Across her numerous books, Mary Roach is not afraid to ask the questions most of us probably want to ignore and never think about. For example, in the book Grunt, about soldiers and warfare, Roach asks how the army addresses diarrhea for soldiers in the field. The question is gross and Roach makes it a little funny, but for the army it is not a laughing matter, and it is a serious concern for soldiers.
Speaking with Captain Mark Riddle, Roach learns that soldiers’ gastrointestinal tracts have indeed kept them off certain missions. Riddle explains that one soldier was unfortunate enough to experience diarrhea almost every time he was on a mission, and as a result he was limited to shorter missions closer to army bases. He could not be used for long-term missions that took him deep into enemy territory. You need to be able to process the food and water in underdeveloped or un-sanitized areas if you are going to successfully execute a mission deep into dangerous enemy territory.
At one point, Roach asks a “Special Operations mechanic whether he knows of a vital operation that might have been compromised because someone got a vicious case of food poisoning. He dismisses the very idea. The guys they select for this type of work? They don’t have these types of problems. They’re selected for a reason.”

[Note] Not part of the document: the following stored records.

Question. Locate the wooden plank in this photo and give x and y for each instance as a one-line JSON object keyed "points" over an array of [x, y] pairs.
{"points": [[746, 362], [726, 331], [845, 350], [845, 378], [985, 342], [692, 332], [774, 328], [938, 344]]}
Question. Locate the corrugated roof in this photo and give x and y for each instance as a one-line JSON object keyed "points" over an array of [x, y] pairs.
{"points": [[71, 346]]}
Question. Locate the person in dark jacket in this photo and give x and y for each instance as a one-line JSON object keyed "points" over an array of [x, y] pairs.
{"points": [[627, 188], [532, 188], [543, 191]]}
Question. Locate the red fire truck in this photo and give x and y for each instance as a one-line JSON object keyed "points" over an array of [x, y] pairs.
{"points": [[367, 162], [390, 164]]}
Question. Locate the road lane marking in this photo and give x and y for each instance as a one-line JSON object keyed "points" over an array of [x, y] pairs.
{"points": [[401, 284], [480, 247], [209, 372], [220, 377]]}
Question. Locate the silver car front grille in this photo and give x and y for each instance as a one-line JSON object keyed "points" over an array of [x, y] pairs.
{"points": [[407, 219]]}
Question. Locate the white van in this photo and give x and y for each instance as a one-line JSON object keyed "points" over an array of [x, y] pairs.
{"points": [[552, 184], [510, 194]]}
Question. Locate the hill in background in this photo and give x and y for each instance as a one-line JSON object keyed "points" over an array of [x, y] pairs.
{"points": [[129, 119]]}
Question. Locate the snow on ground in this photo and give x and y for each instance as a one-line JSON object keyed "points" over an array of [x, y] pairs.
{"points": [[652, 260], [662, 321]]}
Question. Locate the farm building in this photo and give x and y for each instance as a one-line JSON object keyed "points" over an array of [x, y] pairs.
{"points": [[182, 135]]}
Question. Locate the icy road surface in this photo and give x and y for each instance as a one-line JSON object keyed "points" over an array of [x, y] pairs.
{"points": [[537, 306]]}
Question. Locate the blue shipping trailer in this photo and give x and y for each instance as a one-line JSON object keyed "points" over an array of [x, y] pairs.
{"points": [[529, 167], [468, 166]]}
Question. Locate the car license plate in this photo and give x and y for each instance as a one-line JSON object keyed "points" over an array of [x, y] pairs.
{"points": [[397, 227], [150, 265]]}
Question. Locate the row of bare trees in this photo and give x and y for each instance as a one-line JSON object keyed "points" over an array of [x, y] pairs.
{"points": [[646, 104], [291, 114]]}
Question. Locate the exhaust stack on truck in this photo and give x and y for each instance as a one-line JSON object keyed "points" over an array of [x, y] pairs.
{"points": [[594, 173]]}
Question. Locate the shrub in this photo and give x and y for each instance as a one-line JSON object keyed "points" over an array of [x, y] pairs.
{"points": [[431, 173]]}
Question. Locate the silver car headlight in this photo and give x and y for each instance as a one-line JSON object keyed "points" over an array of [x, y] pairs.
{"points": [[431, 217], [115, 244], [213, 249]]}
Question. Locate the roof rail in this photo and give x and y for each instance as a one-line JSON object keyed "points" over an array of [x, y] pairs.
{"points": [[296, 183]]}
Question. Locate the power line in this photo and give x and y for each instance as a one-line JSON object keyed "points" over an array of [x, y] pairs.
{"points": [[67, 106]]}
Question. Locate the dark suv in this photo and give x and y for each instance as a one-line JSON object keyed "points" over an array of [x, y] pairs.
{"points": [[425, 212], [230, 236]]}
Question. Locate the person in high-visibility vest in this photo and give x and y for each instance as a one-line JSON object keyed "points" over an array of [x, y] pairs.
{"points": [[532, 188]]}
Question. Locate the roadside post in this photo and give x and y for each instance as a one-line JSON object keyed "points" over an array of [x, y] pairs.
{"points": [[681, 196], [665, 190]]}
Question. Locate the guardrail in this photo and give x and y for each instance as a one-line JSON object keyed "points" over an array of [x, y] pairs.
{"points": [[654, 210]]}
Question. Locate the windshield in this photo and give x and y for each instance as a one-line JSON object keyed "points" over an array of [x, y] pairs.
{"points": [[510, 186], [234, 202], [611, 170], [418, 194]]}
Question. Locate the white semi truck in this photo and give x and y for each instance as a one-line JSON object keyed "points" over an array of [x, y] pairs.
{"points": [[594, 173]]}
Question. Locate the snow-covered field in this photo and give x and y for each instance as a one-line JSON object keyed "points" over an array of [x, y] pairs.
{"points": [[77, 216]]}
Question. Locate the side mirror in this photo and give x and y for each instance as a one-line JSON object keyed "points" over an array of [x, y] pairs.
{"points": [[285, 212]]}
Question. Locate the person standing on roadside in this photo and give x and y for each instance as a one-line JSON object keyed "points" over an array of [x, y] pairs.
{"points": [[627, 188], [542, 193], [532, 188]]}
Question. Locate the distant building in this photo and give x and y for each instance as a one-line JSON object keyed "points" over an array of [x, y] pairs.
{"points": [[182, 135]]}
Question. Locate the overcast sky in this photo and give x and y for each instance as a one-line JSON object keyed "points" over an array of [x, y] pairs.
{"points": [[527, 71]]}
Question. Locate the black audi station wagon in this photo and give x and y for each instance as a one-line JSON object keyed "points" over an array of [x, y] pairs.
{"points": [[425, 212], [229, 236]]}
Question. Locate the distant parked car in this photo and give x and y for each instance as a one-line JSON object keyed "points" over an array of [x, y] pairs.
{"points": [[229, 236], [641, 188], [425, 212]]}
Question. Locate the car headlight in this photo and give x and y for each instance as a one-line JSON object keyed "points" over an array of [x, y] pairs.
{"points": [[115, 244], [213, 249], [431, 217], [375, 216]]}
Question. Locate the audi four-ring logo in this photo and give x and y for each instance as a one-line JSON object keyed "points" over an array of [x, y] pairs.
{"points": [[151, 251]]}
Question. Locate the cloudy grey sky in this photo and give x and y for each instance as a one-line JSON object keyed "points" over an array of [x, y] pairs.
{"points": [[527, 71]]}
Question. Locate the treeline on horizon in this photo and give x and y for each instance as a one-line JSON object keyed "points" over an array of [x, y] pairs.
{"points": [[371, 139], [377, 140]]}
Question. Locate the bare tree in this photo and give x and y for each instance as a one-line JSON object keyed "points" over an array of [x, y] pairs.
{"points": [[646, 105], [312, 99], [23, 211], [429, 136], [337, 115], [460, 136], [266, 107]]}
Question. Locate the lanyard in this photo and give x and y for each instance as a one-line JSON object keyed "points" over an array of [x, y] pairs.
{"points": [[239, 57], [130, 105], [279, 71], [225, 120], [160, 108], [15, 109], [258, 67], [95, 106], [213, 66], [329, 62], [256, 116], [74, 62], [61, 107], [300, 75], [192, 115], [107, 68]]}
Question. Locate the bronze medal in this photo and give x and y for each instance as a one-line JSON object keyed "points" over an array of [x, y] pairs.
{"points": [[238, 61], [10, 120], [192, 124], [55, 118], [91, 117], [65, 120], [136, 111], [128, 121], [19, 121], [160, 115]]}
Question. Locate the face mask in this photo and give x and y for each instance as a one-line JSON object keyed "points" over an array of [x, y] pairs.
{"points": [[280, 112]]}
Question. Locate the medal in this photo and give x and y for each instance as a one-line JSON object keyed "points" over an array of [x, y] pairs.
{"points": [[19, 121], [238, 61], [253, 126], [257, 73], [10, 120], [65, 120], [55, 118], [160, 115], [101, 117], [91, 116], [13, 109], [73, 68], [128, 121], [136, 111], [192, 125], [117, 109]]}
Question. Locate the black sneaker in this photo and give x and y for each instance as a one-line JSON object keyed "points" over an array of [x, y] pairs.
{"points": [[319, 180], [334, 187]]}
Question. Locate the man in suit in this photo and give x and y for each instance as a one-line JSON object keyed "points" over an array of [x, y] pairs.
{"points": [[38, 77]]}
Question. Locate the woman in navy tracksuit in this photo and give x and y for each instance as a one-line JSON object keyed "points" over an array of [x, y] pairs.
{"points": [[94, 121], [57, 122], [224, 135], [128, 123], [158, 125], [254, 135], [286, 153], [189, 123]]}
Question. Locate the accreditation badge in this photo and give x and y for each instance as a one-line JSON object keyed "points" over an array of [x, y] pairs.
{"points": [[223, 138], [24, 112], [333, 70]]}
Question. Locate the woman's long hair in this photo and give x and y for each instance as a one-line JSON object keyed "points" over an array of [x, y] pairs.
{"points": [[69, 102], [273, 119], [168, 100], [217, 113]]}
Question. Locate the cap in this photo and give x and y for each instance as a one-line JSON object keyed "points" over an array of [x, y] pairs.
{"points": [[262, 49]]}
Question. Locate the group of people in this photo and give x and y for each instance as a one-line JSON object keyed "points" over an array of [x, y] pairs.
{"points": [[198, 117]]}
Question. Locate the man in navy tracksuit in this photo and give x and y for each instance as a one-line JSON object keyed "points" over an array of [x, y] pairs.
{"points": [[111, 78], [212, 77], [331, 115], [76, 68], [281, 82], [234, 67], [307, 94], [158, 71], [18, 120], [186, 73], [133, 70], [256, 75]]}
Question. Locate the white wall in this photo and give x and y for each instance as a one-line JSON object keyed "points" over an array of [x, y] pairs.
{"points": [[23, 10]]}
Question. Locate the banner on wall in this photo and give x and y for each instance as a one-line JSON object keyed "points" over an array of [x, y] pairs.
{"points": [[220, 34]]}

Roach continues, “20 percent of the population are what Riddle calls nongetters: people who can eat ceviche from street vendors, drink the water, never get sick.” For a whole host of reasons, some probably genetic, some the result of a fortunate set of gut bacteria, and some probably psychological and stress management related, some soldiers simply don’t get sick. During the age of COVID, this is certainly an enviable 20 percent of the population. These nongetters are the ones who are selected for long-term missions deep into enemy territory. They are the ones who can go on foot patrol, mingle with the locals, eat the food they provide, and manage the end results of that food and water. If they constantly got sick, they could not handle the mission, and they wouldn’t find themselves on lengthy deployments. In the army, a strong gut is as important as a strong mind and strong biceps. Nongetters are the ones our army relies upon for crucial missions that put our soldiers’ gastrointestinal tracts in the microbiological firing lines.